Si todos, tirios y troyanos, tenemos un mismo y común enemigo, que no reside sólo en los otros, sino que puede agazaparse dentro de nosotros mismos sin saberlo y a nuestro pesar; si todos creemos en lo mismo, estamos alimentando el fanatismo de una nueva fe religiosa y universal por encima de todas las religiones al uso, que dividen a las poblaciones. El enemigo es el virus coronado, encarnación del Mal, mucho más efectivo que la vieja peste bubónica, y su contrario es la medicina, la ciencia, el Estado, que es el Bien,  que vela más que nosotros mismos por nuestra salud pública y privada. 




¿Hará falta recordar a los citados "¿expertos?", por citar algunos datos científicos de esos que ellos  manejan, que el virus de la gripe mata anualmente a 650.000 personas en el mundo y que la tuberculosis, que figura entre las diez primeras causas de fallecimiento en el planeta y que es mucho más contagiosa (un paciente no tratado puede contagiar de 10 a 15 personas), causa diez millones y pico de casos y mata casi a dos millones de personas? Sí, es menester recordarlo, porque en estos casos no se hablaba de crisis ni emergencia sanitaria. 

El anuncio del Ministerio de Sanidad del Gobierno de las Españas del 1 de junio de que era el primer día sin muertos por el virus coronado  desde que estalló la crisis sanitaria no demuestra que se haya “aplanado” la curva epidémica gracias al encierro de la gente, ni, mucho menos, que se haya erradicado la muerte de nuestra sufrida piel de toro.
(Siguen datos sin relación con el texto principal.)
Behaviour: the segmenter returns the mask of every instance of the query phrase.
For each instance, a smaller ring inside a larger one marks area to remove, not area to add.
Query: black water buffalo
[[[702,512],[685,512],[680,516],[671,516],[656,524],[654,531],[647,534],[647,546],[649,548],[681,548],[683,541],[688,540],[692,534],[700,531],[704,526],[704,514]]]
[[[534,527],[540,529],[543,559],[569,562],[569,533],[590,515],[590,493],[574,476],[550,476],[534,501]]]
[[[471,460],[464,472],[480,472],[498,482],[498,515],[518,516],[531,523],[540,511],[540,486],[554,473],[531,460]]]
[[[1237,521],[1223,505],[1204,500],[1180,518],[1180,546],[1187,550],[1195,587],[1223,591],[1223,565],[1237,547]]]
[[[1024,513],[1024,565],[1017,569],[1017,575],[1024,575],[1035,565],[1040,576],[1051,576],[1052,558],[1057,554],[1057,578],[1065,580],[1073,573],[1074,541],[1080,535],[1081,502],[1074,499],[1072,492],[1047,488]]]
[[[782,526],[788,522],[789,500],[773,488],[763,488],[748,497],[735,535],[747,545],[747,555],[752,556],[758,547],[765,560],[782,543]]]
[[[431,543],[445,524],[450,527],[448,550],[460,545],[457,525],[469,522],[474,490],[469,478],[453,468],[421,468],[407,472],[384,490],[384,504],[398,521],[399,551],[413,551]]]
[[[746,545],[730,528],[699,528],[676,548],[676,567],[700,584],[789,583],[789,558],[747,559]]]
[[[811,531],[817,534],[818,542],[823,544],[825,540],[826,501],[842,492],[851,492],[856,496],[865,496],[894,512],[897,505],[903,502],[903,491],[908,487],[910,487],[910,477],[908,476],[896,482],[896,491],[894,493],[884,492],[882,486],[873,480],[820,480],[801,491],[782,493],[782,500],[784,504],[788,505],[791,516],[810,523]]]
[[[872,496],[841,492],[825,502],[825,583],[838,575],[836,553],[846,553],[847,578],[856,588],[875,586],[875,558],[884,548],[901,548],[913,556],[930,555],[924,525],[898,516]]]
Resulta sarcástico porque, pese al confinamiento, no ha dejado de morirse la gente, de vieja, como suele decirse, o por causas naturales,  o por otras “patologías” como dicen ahora en vez de “enfermedades”, que es palabra más castiza y popular. 


 Jardín de la muerte, Hugo Simberg (1896)

Si sopesamos en una balanza los pros y los contras del encierro ¿qué pesa más? ¿Los supuestos beneficios de haber evitado miles de muertes que no sabemos, porque están en el aire de las suposiciones, o las consecuencias sobrevenidas de depresiones, enfermedades mentales, miedo a salir a la calle, a respirar sin mascarilla,  a contagiar a los seres queridos, y, en último término, a morir? ¿No habrá sido peor el remedio, como dice la gente con muchísima razón, que la enfermedad respiratoria?

La mayoría de los países del mundo, aunque afortunadamente no todos, han tomado, mal asesorados por los "¿expertos?", medidas desproporcionadas y seguido ciegamente las recomendaciones de la OMS confinando a sus poblaciones. Los medios han alimentado igualmente el terror y la psicosis achacando al peligrosísimo virus coronario una alta mortandad, que es palabra más nuestra que mortalidad, cuando ese no es el caso en absoluto. A la vista de lo que está pasado y después del precedente de la gripe porcina de 2009, ¿se puede confiar en la OMS y seguir todas sus recomendaciones? La respuesta parece muy clara: no. Obviamente.